When I was a student at Cal, a raincoat, umbrella and waterproof boots were necessities for making the trek to class. There would be whole weeks, months even, of daily rain–at least in my memory. Huddling in coffee shops with steamed-up windows, I would sip hot lattes and do homework after draping my dripping raincoat over a chair and slipping out of my soggy boots. 

If it was winter, it was raining. I could count on it.

Rain is scarce these days; we live with a drought. Some winters are better than others, but the overall condition is dry. I call it the New Dry California. Lawns are disappearing, replaced by low-water native plants and succulents. Cloudless, sunny days go on and on, lovely but parched. We go about our business and recreation, no need for foul weather gear, no rain delays, no rain checks, but we feel a little guilty for enjoying it. The reality of drought clouds the days. How we long for literal clouds!

The lightest drizzle has us rejoicing. Rain! At last! We pull out parkas and umbrellas, hoping to coax the drops to fall harder and faster. Children don little-worn boots and bright yellow hooded raincoats when the pavement is barely dotted with raindrops. It’s a dress-up game for them, like Halloween. Raindrips.

There’s little complaint when it does rain.
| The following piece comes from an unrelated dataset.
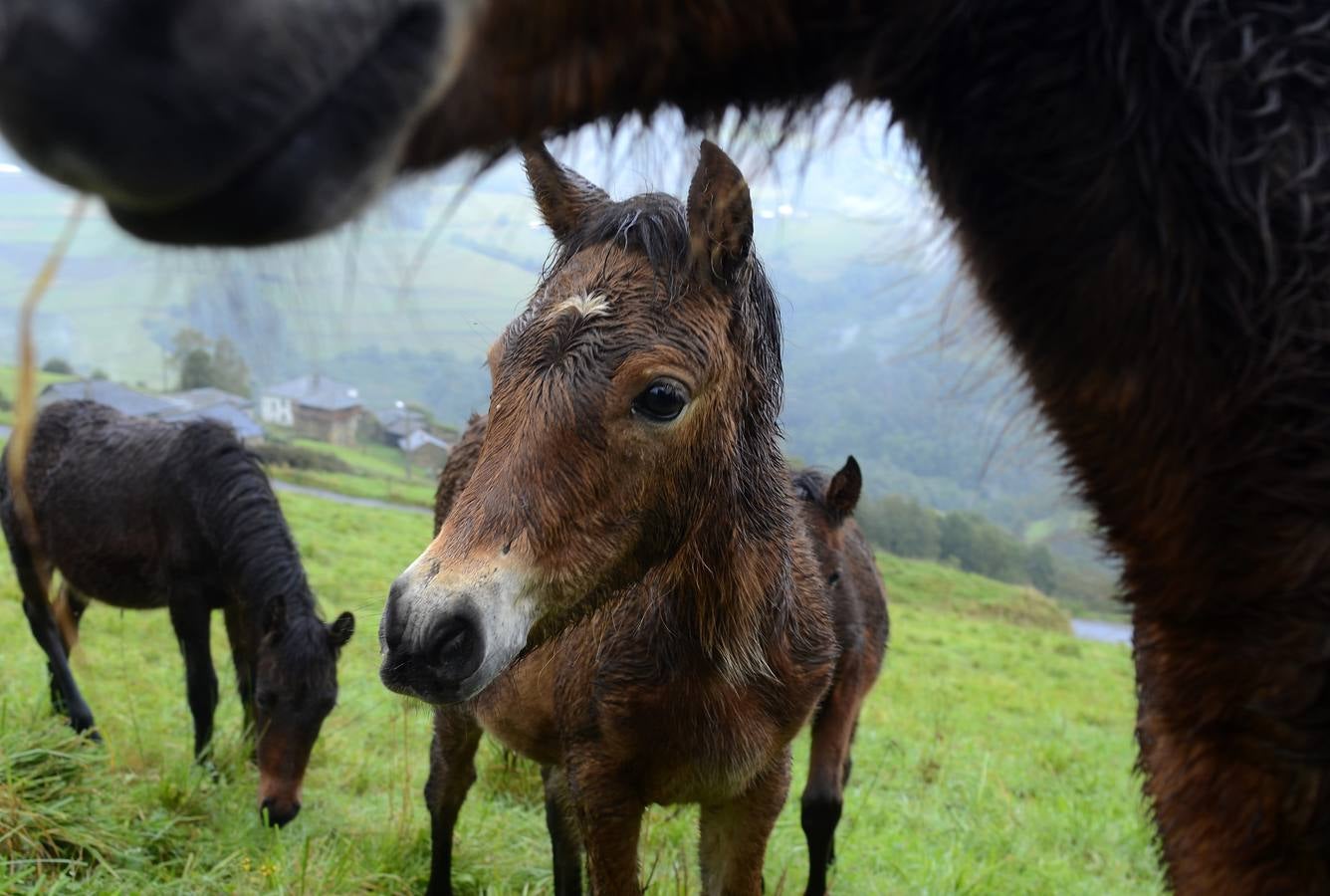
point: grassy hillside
(994, 757)
(10, 388)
We welcome the interruption. A soggy football game? A cocktail party pushed indoors? Dinner inside instead of on the patio? Hair flattened and flipping in the wrong places because I don’t carry an umbrella anymore? No problem. “We need the moisture,” we all say hopefully to each other. “I hope it keeps coming.”

The weather can’t be counted on. That’s why it’s such a good topic of conversation. It’s endlessly surprising and unpredictable. The sunrise and sunset, the phases of the moon and tides–these can be counted on. We get into a weather pattern and we think it will last forever. I would never have imagined a Berkeley winter could be so sunny and fair from my steamed-up coffee shop of the ’80’s.
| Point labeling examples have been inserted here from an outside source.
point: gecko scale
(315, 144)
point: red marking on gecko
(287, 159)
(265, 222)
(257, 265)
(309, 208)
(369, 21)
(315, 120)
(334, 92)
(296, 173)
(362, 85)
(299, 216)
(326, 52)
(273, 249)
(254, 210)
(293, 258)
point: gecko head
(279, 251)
I had six little weather systems enter my life over the course of 11 years–my kids. I ordered my life around their patterns. The sun rose and set with them. They were the tides that determined my days. Patterns of weekdays and weekends, school terms and summertime, homework and playtime determined where I went and what I did. It was predictable. Reliable.
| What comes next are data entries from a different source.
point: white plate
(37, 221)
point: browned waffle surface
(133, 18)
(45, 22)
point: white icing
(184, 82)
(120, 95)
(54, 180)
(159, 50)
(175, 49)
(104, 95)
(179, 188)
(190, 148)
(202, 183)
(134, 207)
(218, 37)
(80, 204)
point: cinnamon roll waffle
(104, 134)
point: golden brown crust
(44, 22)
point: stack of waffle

I started to notice the climate shifting a bit when the first one left for college, but the daily weather stayed steady, even as the next one and the next one cleared out. I did see it coming, but it’s hard to imagine what the drought will feel like before it actually arrives.

I started noticing it first at 3:30 on school days. That was the time I had to come back on full-time duty–driving, feeding, helping with projects or homework, getting the day tucked in and wrapped up in preparation for the next day. Gradually, the line softened and the afternoon began crossing into evening without a hitch; no one needed anything. They had their own transportation, schedules and lives. It became obvious on weekends and in the summer, too, with no great influx of people and activity. The new normal weather in at home is calm.

I do not lament this climate change like I do the drought in California; this is a good thing. This is life moving along in a positive direction, children growing up and into themselves. It is cause for celebration.

It changes how we live, though. Clean laundry, home-cooked meals and cookies in the freezer (that’s where I like to keep them because I hate stale cookies) are as unpredictable as the next cloudburst. My husband and I are learning to enjoy the lack of storms and rain-delays, and are talking about taking up new hobbies and dreaming of long, romantic trips we may take, just the two of us. This is a break in the weather that we can take advantage of, knowing that the dry spell may not last long.

Like the weather, when and where we will be together can be unpredictable. We are learning to be intentional about keeping in contact (Storm tracking? Rain dances?) to support, encourage, and occasionally,  bail out our kids. There are holidays, vacations and visits when we are together; planned occasions outside of the everyday. That’s the part I can control (Irrigation? Am I taking the analogy too far?).

In the middle of my routine the other day, I got a text. “What are you up to tomorrow?” A text like that from a child is the first drops of a little weather coming in. “Wanna hang out?”

I welcome the interruption. I love it when my kids come home, ask for a favorite meal, need to do laundry or just want to hang out. I need to see them, hold them, make sure they know how much they are loved, how much we like them, how much we love to be with them.  I’ll drop everything to spend time with them.

My babies are never far from my thoughts. I’m always ready for the next shift in the wind, always hoping they will blow in and stay for a while.